ALBUQUERQUE, N.M. — The New Mexico Court of Appeals this week ruled that a professional photographer who refused to take pictures of a gay couple’s commitment ceremony violated state anti-discrimination laws.
The appeals court decision was the third loss for the photography studio, and victory for Vanessa Willock.
The ruling against Elane Photography, whose owner claimed it was a “Christian” photographer, upholds a lower court ruling that said the photo studio is considered a public accommodation, similar to a restaurant or store, reported the Albuquerque Journal.
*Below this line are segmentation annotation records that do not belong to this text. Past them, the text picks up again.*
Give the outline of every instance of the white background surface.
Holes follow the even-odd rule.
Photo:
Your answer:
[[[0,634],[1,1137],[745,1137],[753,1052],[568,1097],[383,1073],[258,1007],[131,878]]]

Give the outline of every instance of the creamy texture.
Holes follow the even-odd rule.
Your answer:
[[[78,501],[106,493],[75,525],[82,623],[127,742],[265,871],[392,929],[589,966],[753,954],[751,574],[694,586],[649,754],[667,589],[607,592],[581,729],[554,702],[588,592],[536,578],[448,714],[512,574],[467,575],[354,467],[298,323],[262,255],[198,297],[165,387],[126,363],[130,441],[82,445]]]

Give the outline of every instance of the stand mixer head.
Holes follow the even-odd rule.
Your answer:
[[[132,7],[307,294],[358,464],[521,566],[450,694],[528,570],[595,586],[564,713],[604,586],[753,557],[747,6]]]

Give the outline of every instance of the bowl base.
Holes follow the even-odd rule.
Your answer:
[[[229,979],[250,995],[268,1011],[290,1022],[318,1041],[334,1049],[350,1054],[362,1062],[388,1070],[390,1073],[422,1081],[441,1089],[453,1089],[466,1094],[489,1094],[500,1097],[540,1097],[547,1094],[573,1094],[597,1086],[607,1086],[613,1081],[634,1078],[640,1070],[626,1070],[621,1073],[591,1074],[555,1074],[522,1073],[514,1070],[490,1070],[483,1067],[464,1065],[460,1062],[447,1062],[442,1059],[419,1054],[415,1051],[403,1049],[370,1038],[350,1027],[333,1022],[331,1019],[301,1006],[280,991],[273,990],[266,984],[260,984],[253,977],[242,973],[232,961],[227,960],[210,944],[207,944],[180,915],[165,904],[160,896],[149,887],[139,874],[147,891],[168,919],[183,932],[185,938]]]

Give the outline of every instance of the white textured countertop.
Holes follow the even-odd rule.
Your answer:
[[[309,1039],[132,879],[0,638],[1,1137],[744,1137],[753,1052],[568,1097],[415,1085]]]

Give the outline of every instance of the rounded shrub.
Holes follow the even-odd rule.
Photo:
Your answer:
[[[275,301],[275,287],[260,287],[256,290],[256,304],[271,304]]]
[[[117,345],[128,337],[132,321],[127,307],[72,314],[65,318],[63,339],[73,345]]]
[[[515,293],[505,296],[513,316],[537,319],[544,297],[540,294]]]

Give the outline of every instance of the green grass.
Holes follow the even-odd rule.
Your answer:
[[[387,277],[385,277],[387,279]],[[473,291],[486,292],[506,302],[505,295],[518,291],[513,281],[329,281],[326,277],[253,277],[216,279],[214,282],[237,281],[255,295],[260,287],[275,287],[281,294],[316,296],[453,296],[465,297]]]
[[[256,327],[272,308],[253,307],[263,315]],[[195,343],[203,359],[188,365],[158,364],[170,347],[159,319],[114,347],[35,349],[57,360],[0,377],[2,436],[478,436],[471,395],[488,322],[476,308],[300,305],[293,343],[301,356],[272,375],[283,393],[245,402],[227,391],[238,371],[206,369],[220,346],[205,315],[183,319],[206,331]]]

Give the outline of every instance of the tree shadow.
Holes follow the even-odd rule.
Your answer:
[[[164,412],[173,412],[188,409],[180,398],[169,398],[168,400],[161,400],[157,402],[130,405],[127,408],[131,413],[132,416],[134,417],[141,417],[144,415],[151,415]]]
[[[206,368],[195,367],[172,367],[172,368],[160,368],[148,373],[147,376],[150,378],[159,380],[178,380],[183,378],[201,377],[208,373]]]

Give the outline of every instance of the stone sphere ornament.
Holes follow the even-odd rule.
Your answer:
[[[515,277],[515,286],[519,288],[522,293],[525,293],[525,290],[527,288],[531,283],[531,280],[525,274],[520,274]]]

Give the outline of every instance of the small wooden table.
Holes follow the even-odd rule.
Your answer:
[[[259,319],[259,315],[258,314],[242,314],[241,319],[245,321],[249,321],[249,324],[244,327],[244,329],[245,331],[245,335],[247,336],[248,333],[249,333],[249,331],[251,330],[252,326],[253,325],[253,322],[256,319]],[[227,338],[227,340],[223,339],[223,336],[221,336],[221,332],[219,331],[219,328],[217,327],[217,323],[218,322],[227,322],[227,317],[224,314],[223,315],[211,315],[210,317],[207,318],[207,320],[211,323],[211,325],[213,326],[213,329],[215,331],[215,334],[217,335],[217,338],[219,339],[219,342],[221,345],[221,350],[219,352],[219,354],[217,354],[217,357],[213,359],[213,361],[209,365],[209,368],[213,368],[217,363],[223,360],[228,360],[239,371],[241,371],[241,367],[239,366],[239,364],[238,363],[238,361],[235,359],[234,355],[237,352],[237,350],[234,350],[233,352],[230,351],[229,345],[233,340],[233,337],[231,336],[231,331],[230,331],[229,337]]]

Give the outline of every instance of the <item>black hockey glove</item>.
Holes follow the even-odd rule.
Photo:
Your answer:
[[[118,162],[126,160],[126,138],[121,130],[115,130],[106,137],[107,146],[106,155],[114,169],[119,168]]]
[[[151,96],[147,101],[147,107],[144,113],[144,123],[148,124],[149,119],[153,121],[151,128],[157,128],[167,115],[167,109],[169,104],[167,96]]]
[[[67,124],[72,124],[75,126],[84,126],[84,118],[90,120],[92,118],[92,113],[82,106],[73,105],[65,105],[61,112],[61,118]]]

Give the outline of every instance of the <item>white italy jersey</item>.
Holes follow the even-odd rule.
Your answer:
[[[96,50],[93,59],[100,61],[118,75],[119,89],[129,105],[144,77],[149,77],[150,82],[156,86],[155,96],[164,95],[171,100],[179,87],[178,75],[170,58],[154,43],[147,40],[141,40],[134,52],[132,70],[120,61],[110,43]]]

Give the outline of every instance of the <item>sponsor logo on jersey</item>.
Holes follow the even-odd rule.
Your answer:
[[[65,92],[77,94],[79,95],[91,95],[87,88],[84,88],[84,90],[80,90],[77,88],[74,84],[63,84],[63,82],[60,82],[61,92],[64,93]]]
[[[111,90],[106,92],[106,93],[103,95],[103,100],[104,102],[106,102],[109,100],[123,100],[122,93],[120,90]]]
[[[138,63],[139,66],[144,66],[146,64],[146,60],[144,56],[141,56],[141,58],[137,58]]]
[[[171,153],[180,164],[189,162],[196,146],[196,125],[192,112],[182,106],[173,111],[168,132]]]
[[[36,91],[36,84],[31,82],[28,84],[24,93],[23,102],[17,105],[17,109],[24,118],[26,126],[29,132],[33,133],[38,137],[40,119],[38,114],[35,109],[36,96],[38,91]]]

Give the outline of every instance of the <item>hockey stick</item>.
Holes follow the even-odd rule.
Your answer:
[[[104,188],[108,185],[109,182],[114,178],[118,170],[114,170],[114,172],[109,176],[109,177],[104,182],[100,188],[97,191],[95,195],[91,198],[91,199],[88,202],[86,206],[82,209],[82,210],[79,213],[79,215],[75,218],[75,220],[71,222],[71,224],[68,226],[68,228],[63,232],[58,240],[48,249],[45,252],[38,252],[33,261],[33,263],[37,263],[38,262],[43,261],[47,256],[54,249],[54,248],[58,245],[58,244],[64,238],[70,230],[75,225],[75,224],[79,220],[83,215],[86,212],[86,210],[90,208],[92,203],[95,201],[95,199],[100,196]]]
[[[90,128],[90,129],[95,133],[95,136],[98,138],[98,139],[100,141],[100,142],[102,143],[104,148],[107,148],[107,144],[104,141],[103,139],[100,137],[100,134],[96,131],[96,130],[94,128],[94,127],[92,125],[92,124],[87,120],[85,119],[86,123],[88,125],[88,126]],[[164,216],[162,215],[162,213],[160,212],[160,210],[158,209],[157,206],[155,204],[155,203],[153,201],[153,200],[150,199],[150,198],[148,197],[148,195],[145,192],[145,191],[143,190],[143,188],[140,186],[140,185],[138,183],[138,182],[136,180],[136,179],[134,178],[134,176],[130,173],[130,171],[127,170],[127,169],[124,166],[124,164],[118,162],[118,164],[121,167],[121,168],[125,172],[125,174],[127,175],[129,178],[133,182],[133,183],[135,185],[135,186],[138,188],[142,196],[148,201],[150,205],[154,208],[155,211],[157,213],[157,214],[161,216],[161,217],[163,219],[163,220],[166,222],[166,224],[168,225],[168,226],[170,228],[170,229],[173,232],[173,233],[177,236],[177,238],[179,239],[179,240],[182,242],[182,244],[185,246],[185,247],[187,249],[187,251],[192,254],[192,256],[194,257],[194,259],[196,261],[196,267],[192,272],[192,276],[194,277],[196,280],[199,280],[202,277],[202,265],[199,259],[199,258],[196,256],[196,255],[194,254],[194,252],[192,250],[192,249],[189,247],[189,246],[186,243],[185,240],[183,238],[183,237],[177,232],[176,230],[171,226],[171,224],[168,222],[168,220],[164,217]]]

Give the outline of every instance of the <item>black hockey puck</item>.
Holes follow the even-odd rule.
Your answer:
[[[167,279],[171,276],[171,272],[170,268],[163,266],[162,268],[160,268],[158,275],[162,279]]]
The case dates back to 2006, when Willock contact the studio’s owner, Elaine Huguenin, about taking pictures of a same-gender ceremony but was told it handled only traditional weddings.
When Willock’s partner contacted the studio without revealing her sexual orientation, she was given a price list and sent a follow-up email.
Willock filed a complaint with the New Mexico Human Rights Commission, which ruled that Elane Photography violated the state Human Rights Act and ordered it to pay nearly $7,000 in legal fees. A district court later upheld the commission’s ruling.
Elane Photography argued that categorically refusing to photograph same-sex commitment ceremonies did not constitute discrimination, but rather reflected its owners sincerely held religious and moral beliefs that prohibit the practice.
“Could an African-American photographer, under that rationale, be required to photograph a Ku Klux Klan rally?” Elane asked hypothetically.
“The Ku Klux Klan is not a protected class,” the court noted. “Sexual orientation, however, is protected.”
Family Research Council president Tony Perkins reacted to the ruling, and said, “In New Mexico, the private bedroom behaviors of homosexuals trump religious freedom.”
The Alliance Defense Fund, a Washington, D.C.-based legal alliance of Christian attorneys and others that represented the studio, said it plans to appeal.